Have anyone noticed that the results from the Hosmer Lemeshow test (for evaluating calibration in prediction rules) using the command "hl" and "estat gof" differ, despite specifying the number of groups? Any ideas on why and which is the best to use?

As example:

. estat gof, group(10) table

Logistic model for Outcome_num, goodness-of-fit test

(Table collapsed on quantiles of estimated probabilities)
+--------------------------------------------------------+
| Group | Prob | Obs_1 | Exp_1 | Obs_0 | Exp_0 | Total |
|-------+--------+-------+-------+-------+-------+-------|
| 1 | 0.2447 | 16 | 18.9 | 68 | 65.1 | 84 |
| 2 | 0.2759 | 21 | 17.9 | 47 | 50.1 | 68 |
| 3 | 0.2970 | 20 | 24.5 | 65 | 60.5 | 85 |
| 4 | 0.3247 | 18 | 20.7 | 49 | 46.3 | 67 |
| 5 | 0.3543 | 26 | 25.7 | 50 | 50.3 | 76 |
|-------+--------+-------+-------+-------+-------+-------|
| 6 | 0.3976 | 28 | 29.9 | 51 | 49.1 | 79 |
| 7 | 0.4351 | 36 | 30.1 | 37 | 42.9 | 73 |
| 8 | 0.4949 | 46 | 35.3 | 30 | 40.7 | 76 |
| 9 | 0.5746 | 43 | 40.3 | 33 | 35.7 | 76 |
| 10 | 0.6970 | 36 | 46.7 | 40 | 29.3 | 76 |
+--------------------------------------------------------+

number of observations = 760
number of groups = 10
Hosmer-Lemeshow chi2(8) = 17.99
Prob > chi2 = 0.0213

. hl Outcome_num PredProbRESP_MORT, group(10)

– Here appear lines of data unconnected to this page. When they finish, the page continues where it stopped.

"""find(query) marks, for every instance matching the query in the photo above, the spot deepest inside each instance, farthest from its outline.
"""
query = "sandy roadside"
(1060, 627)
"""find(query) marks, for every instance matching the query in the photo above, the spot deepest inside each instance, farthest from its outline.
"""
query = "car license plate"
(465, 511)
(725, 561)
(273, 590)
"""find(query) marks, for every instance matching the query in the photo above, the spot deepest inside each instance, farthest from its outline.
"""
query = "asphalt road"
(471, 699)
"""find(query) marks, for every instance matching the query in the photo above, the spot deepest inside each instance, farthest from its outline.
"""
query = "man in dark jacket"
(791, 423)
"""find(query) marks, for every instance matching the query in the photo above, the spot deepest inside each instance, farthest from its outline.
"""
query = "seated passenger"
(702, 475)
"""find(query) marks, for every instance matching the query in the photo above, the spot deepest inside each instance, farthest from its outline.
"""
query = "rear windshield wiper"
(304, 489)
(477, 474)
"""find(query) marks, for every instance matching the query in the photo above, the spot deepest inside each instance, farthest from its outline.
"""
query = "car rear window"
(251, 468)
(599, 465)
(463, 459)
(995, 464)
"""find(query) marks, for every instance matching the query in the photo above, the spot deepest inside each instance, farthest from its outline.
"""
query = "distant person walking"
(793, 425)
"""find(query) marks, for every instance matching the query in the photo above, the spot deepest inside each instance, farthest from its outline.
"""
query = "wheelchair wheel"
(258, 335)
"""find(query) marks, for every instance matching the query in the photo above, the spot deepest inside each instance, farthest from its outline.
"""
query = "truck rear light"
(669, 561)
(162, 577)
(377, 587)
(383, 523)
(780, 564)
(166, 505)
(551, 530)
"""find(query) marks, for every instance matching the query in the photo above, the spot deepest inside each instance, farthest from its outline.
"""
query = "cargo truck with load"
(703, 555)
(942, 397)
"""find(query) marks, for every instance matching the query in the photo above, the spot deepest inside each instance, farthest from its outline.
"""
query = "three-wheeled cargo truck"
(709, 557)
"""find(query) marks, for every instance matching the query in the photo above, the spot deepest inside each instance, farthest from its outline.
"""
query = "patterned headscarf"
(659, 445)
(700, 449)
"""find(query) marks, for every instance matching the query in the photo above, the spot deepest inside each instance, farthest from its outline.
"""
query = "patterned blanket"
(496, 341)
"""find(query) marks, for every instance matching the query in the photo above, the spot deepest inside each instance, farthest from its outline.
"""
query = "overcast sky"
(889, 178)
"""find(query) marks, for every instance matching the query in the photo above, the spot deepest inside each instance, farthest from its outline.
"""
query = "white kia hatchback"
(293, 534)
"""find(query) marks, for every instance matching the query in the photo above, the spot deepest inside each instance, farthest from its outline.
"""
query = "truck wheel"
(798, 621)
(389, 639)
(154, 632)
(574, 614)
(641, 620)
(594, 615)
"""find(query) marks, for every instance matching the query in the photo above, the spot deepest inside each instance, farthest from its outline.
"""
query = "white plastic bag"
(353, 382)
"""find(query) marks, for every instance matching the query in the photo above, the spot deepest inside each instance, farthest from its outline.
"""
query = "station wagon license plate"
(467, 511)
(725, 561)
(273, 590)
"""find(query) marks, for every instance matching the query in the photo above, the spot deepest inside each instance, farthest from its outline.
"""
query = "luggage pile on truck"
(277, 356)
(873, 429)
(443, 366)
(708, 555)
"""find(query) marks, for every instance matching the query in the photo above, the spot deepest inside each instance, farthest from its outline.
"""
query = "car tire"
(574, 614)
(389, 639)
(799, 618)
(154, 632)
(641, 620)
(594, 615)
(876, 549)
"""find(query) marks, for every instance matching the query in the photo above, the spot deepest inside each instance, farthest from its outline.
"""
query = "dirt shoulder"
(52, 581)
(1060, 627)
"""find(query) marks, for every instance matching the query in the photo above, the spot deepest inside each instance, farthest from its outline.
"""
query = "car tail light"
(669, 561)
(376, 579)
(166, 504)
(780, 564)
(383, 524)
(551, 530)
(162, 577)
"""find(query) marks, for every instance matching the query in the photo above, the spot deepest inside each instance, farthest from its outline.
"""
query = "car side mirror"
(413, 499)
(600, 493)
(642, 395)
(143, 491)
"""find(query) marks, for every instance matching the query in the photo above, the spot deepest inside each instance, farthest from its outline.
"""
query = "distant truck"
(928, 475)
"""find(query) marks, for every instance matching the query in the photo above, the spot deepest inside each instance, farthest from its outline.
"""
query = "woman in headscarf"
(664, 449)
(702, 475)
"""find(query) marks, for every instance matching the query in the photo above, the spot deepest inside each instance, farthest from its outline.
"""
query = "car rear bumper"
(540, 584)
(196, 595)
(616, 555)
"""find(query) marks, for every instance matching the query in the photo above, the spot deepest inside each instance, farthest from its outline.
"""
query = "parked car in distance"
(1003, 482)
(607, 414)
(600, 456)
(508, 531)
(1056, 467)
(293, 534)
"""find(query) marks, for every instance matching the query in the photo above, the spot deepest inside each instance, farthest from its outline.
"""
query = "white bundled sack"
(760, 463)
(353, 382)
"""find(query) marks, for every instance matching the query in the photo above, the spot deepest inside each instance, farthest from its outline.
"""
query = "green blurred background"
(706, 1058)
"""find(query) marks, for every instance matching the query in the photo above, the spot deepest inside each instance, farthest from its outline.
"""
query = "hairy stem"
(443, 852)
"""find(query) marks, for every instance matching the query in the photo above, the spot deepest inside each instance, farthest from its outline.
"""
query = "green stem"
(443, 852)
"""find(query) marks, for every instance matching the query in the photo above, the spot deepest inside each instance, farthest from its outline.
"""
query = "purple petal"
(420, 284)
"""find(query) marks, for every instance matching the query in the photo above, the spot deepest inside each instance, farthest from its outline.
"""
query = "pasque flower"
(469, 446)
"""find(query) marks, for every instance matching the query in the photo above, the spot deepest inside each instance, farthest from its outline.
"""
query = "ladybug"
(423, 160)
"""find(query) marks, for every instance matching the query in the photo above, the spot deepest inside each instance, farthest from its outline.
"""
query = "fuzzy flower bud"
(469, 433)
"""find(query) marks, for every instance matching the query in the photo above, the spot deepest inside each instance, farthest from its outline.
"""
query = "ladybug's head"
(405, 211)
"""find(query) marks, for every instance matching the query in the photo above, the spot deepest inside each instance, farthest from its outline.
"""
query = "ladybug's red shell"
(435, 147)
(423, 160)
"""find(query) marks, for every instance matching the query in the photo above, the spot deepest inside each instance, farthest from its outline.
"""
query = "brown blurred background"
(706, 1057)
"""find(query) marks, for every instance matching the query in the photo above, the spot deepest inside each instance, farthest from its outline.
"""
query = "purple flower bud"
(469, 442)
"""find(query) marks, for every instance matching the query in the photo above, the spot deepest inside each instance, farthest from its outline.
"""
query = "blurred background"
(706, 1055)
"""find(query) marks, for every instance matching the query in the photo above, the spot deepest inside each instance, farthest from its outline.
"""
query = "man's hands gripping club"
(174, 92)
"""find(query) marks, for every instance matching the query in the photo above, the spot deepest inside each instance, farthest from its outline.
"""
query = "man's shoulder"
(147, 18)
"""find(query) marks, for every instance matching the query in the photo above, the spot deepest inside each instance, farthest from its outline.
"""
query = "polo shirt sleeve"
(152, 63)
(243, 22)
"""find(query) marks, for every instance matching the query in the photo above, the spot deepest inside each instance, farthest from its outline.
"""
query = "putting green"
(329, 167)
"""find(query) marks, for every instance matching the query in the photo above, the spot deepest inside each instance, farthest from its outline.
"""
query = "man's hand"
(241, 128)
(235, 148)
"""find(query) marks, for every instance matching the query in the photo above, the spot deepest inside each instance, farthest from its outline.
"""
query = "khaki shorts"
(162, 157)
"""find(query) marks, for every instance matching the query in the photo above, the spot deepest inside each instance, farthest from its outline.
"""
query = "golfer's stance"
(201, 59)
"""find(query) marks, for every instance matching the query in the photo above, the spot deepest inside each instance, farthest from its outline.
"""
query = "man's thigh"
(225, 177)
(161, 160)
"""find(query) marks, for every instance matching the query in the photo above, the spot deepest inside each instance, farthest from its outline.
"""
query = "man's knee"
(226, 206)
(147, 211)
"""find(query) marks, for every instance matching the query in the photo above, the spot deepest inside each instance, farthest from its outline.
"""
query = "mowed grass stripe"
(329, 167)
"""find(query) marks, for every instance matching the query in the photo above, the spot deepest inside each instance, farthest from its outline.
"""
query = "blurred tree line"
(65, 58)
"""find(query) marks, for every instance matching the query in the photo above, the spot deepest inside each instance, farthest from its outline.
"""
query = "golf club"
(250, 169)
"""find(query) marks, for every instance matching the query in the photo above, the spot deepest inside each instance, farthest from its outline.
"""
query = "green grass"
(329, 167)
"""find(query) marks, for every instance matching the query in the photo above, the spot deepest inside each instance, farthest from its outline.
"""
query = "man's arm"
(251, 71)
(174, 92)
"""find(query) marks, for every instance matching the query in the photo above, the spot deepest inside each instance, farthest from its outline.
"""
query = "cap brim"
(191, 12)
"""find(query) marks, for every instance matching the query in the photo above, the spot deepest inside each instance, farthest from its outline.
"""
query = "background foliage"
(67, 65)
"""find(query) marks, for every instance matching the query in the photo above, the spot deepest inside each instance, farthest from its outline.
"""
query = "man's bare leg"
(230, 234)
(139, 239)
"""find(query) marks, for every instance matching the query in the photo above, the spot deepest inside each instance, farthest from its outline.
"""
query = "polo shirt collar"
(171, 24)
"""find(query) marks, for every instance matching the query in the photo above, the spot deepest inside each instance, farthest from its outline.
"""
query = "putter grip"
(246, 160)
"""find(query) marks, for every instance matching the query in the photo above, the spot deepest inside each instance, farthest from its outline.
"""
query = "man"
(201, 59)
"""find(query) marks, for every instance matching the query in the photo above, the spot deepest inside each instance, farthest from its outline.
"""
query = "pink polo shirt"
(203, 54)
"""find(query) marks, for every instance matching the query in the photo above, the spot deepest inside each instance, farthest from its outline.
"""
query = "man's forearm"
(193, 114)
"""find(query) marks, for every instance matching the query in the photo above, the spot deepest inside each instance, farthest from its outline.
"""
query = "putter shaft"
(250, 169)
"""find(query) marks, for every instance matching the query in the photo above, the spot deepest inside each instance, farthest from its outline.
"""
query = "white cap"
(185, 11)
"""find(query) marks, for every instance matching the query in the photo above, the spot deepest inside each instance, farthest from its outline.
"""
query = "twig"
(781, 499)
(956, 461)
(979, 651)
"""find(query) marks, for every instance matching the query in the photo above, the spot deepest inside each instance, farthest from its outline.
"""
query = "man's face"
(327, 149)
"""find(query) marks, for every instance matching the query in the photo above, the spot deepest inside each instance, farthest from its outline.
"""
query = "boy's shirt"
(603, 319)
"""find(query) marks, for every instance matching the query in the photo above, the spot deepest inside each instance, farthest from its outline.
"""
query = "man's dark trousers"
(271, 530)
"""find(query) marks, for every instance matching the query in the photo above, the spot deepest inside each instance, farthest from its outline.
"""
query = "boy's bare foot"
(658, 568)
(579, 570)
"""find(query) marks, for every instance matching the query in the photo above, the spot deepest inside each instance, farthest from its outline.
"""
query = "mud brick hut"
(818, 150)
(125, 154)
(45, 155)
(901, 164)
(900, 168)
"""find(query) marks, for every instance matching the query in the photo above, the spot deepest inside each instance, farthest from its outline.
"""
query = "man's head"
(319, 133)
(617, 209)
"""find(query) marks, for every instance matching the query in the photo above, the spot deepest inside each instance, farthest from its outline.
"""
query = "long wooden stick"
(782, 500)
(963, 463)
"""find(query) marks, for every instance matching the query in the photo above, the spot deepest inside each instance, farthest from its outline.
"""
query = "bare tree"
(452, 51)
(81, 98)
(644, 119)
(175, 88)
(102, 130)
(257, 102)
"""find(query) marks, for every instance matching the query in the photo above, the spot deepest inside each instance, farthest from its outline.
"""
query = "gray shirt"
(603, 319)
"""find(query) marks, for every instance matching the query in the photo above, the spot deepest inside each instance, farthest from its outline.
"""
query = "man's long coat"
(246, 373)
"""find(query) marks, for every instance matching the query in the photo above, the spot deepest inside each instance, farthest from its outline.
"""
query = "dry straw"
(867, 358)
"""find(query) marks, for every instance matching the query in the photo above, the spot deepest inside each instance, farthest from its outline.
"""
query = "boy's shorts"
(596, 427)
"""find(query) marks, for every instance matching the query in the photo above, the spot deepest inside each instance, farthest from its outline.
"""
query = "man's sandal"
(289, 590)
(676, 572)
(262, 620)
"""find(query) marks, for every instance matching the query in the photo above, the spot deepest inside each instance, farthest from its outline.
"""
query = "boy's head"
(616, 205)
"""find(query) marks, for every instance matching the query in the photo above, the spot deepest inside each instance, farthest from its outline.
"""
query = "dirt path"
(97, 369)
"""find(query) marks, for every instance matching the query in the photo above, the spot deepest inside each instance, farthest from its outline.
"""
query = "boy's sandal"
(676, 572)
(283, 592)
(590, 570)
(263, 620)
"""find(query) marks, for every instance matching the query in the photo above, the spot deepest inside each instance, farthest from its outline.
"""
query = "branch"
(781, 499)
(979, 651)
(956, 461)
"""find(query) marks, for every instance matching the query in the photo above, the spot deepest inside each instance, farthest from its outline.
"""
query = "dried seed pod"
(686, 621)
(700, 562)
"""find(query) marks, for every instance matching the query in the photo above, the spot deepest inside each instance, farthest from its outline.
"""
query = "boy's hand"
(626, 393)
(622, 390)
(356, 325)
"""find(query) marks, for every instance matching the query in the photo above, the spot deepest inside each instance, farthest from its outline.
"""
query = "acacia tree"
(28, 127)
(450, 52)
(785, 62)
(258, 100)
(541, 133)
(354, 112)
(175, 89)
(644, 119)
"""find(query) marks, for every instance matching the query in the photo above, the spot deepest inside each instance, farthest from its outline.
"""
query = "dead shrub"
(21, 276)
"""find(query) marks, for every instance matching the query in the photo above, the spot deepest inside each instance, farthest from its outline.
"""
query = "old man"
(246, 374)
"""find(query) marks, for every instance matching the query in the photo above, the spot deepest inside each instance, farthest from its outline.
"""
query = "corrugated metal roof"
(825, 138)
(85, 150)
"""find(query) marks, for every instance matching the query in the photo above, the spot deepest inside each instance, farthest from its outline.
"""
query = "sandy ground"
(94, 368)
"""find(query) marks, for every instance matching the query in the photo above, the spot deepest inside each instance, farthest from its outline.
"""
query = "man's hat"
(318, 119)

Group N Obs (%) Exp (%) Min % Max % HL
1 84 16 (19.0) 14.4 (17.1) 3.2 21.1 0.23
2 68 21 (30.9) 16.8 (24.7) 21.9 27.0 1.42
3 85 20 (23.5) 24.8 (29.2) 27.1 30.8 1.32
4 67 18 (26.9) 22.0 (32.8) 30.9 35.5 1.07
5 76 26 (34.2) 28.6 (37.6) 35.5 40.2 0.37
6 79 28 (35.4) 34.8 (44.1) 40.4 47.0 2.41
7 73 36 (49.3) 36.0 (49.3) 47.3 52.3 0.00
8 76 46 (60.5) 43.3 (56.9) 53.0 61.2 0.40
9 76 43 (56.6) 50.6 (66.5) 61.6 73.0 3.37
10 76 36 (47.4) 60.2 (79.2) 73.2 92.5 46.81
Total 760 290 (38.2) 331.3 (43.6) 3.2 92.5 57.40

number of observations = 760
number of groups = 10
Hosmer-Lemeshow chi2(10) = 57.40
Prob > chi2 = 0.0000


In some cases, the results even give a different conclusion (p>0.05 and p<0.05).

Any comments/experiences would be appreciated!